When the beautiful dancer Salome learns that the dwarf circus owner Marcel has just received an inheritance, she marries the lovesick, diminutive performer. All the while planning to steal his fortune and run off with her lover, strong man Sansone. When Marcel and fellow performers discover her evil plan, they band together to carry out a beautiful revenge.
In this theatre, The Museum of Wonders, frozen somewhere between reality and a dream, we find ourselves facing a mirror reflecting our souls, through the embodiment of our utmost fears. Perhaps we wouldn't stare in amazement if we thought for just one moment, that these masks... these characters, are simply us.
It's not by mistake that Domiziano Cristopharo opens The Museum of Wonders with a face in the moon clearly inspired by film pioneer Georges Méliès.
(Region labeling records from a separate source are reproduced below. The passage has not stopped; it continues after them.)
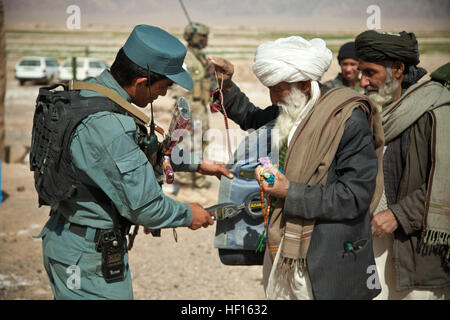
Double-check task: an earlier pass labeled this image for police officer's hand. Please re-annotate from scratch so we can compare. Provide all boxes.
[371,209,398,238]
[198,160,234,180]
[208,57,234,93]
[189,203,214,230]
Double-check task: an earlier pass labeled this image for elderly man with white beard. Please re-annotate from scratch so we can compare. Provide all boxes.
[355,30,450,299]
[210,36,383,299]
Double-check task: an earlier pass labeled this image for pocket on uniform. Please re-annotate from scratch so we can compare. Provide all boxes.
[114,148,148,174]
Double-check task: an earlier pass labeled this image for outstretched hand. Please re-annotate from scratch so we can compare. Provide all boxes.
[197,160,234,180]
[189,203,214,230]
[208,57,234,93]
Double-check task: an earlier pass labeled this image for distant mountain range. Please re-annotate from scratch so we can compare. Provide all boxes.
[3,0,450,31]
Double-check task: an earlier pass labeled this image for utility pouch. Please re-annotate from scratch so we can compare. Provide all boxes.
[96,229,125,283]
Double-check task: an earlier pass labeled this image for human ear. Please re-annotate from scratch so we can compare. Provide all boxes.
[392,61,405,80]
[298,80,311,96]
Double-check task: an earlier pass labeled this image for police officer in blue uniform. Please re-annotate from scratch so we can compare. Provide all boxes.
[33,25,230,299]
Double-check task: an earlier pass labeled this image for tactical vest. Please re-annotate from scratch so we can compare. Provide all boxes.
[30,84,153,210]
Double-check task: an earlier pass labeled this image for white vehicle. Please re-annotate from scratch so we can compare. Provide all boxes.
[14,57,59,86]
[58,57,108,81]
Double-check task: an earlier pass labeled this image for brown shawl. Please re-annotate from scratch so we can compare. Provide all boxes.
[267,88,384,267]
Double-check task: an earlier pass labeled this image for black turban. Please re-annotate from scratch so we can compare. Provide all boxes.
[355,30,420,66]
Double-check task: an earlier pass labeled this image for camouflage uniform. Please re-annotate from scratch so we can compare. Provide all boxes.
[171,23,215,188]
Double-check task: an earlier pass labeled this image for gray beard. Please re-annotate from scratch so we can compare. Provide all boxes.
[366,67,400,112]
[274,86,308,147]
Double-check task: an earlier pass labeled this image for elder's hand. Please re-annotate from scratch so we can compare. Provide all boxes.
[189,203,214,230]
[371,209,398,238]
[197,160,234,180]
[208,57,234,93]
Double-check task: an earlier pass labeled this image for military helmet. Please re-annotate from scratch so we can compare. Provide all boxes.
[183,22,209,41]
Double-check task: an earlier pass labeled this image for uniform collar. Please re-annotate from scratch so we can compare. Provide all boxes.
[81,69,131,102]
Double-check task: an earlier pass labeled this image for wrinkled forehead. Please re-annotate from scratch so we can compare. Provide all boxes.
[358,59,392,71]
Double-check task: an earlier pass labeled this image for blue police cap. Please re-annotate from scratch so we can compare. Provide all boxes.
[123,24,194,90]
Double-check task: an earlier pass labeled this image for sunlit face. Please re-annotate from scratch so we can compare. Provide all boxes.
[339,58,359,82]
[359,60,387,95]
[133,78,173,108]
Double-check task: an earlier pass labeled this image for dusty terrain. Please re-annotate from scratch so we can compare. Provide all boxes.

It reminds the audience that with creativity and the sparest of cash, any filmmaker can stamp of personal vision upon a movie.
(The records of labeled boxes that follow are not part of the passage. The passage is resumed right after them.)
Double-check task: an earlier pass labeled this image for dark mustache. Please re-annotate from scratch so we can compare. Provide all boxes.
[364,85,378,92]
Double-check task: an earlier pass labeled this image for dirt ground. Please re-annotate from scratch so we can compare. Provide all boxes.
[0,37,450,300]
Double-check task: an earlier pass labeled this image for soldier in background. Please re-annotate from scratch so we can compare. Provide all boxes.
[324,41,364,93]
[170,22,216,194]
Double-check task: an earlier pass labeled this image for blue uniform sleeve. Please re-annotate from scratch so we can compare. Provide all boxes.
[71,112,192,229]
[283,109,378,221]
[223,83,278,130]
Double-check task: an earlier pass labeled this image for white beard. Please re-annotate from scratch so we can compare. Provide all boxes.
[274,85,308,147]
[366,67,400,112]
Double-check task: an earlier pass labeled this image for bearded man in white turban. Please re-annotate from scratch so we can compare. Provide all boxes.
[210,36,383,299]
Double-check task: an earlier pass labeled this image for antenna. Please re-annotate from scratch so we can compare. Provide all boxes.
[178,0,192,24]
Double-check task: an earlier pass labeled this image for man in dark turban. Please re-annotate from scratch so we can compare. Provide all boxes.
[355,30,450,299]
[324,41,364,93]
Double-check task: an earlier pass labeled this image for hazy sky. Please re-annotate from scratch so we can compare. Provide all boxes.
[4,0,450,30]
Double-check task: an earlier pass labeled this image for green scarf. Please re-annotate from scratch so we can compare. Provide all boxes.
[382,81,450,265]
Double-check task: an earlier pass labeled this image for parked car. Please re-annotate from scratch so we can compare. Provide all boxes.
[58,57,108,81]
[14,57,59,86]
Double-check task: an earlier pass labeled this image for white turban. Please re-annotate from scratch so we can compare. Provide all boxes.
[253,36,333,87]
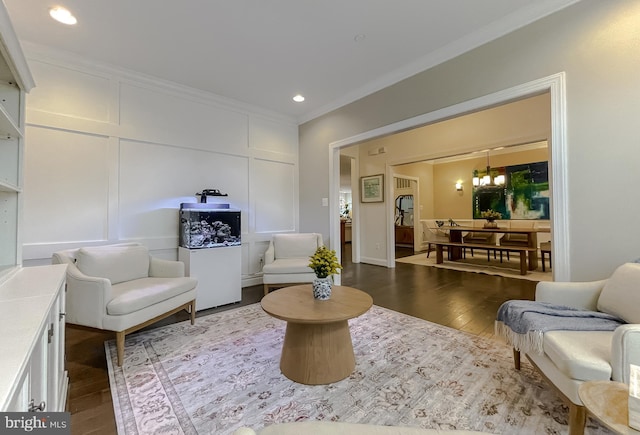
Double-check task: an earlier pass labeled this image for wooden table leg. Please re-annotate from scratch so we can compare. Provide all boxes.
[447,229,462,261]
[527,232,538,270]
[280,320,356,385]
[520,250,527,275]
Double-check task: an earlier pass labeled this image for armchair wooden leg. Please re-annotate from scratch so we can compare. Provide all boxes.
[569,403,587,435]
[116,331,125,367]
[189,300,196,325]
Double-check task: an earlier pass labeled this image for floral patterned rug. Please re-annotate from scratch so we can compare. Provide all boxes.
[105,304,608,434]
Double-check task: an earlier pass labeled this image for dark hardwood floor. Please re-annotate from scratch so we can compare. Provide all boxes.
[66,244,536,435]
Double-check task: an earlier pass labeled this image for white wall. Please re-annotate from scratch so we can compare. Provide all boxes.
[22,45,299,285]
[300,0,640,280]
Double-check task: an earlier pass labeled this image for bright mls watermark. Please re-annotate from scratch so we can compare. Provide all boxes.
[0,412,71,435]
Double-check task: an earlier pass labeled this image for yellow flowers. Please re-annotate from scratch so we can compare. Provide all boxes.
[309,246,342,278]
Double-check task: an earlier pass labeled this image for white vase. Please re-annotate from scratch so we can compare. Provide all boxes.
[311,276,333,301]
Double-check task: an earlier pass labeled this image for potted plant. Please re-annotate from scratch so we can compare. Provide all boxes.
[480,209,502,228]
[309,246,342,300]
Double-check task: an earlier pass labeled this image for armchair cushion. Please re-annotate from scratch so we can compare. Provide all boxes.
[598,263,640,323]
[273,233,318,259]
[543,331,613,381]
[262,258,313,274]
[107,278,199,316]
[76,246,149,285]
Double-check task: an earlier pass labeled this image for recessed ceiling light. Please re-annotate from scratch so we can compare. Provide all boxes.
[49,6,78,25]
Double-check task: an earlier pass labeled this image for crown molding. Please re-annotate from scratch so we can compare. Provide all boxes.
[298,0,580,124]
[23,42,297,125]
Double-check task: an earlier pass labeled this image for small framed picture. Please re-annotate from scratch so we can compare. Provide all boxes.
[360,174,384,202]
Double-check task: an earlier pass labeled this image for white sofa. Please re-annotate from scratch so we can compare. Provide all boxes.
[52,243,198,366]
[233,421,484,435]
[262,233,323,295]
[514,263,640,434]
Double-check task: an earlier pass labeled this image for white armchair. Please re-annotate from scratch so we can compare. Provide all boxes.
[262,233,323,295]
[514,263,640,434]
[52,243,198,366]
Essentially a retelling of Tod Browning's Freaks set among a side-show experimental theater company: Treacherous beauty wiles her way into the heart of a dwarf performer and, upon betraying him, faces the wrath of his true love and the extended family of oddities. There's still some lovingly photographed physical deformities (and the world's scrawniest strongman), but these sword-swallowers, bearded ladies, mimes and the rest make up a self-selected family of outsiders to which she doesn't really belong. Is it any wonder her transgressions must be punished?
The mannered dialogue has a formality designed to remind you of the philosophical, obtuse poetry of Neo-Realist film. Everyone speaks in a kind of obvious “profound non sequitur” that reminds you this is all theater (but this dialogue would never fly in one today). The story seems less propelled than adrift down its own river, more concerned with building this world than rushing its story. Along with Méliès' La Voyage Dans La Lune, the visuals evoke a perverse and bargain-basement Cirque du Soleil. Along with hints of silent film, Grand Guignol, and the Nine Inch Nails video “Closer;;” Cabaret, The Cook, The Thief, His Wife, and Her Lover, and even 1989's art-house Dr. Caligari are evoked here through strong choices and art direction. (While unrated, this is one for adults.)
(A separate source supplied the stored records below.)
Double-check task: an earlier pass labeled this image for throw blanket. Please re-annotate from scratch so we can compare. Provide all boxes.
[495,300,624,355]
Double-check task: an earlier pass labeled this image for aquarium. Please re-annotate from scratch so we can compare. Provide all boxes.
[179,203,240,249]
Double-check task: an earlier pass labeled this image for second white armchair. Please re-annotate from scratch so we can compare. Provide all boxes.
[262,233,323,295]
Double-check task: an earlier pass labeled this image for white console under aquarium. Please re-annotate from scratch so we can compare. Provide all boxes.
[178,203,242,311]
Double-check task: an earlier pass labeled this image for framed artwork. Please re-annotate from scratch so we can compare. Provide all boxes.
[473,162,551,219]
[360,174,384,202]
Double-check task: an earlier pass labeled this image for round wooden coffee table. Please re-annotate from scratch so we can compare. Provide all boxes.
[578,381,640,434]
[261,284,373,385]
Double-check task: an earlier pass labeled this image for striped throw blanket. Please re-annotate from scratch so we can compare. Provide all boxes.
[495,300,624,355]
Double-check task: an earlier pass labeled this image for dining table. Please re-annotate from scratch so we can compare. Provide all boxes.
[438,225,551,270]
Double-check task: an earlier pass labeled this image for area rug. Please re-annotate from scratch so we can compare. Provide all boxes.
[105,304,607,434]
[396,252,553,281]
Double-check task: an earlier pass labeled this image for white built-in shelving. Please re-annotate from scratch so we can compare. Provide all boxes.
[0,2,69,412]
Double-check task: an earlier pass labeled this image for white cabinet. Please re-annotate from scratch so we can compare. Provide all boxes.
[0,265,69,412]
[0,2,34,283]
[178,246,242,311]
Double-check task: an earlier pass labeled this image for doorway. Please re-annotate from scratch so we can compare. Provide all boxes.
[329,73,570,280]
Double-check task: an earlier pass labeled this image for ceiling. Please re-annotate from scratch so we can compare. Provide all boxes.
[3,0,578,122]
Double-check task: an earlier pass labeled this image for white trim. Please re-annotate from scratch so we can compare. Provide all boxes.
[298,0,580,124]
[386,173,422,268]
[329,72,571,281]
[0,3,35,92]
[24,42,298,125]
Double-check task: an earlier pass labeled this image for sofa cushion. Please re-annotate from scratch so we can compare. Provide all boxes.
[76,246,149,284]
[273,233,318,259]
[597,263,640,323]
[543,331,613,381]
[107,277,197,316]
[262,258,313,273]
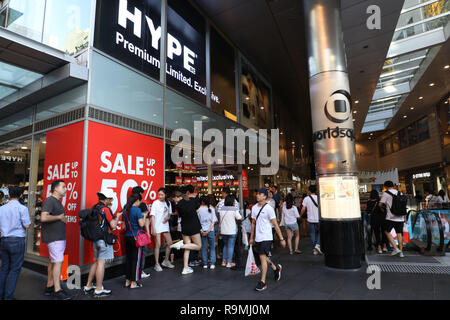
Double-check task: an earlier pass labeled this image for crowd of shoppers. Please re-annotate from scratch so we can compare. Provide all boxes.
[0,175,448,300]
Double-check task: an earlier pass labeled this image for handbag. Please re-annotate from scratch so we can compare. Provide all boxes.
[126,208,152,248]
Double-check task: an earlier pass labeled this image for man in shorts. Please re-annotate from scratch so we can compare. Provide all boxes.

As surreal and dreamy as the visuals, the actors vary in skill. Many being real “freaks” and circus performers, they can hold attention just by being on screen. As a company, though, they convey an overall style that suggests a strong “actor's director.” Domiziano Cristopharo is clearly a talent to watch, and proves to have a strong personal vision. For a casual viewer this may seem an “art-house mess." It can frustrate over the top choices. But focus past the capital-A “Art” non sequitur dialogue and stop-start pacing and the low-budget creativity of The Museum of Wonders weaves a spell through striking images, vivid style, and beautiful music.
This theater would never make money in our real world. Luckily it lives in a dreamworld of aesthetic outsiders.
The disc is fairly bare-bones, and had moments of visual artifiacting during the credits. Stereo Italian audio with automatic English subtitles and presented in full-framed 16x9, The Museum of Wonders has three extras:
- Murrugun The Mystic: A six minute performance by the sword-swallower from the film
- 18 minutes of “bloopers” and outtakes
- 9 minutes of deleted scenes
Domiziano Cristopharo's The Museum of Wonders has confident vision, over the top style, and artistic intention to burn. It's also a frustratingly over-the-top remake of Tod Browning's Freaks that won't hold appeal for many audiences.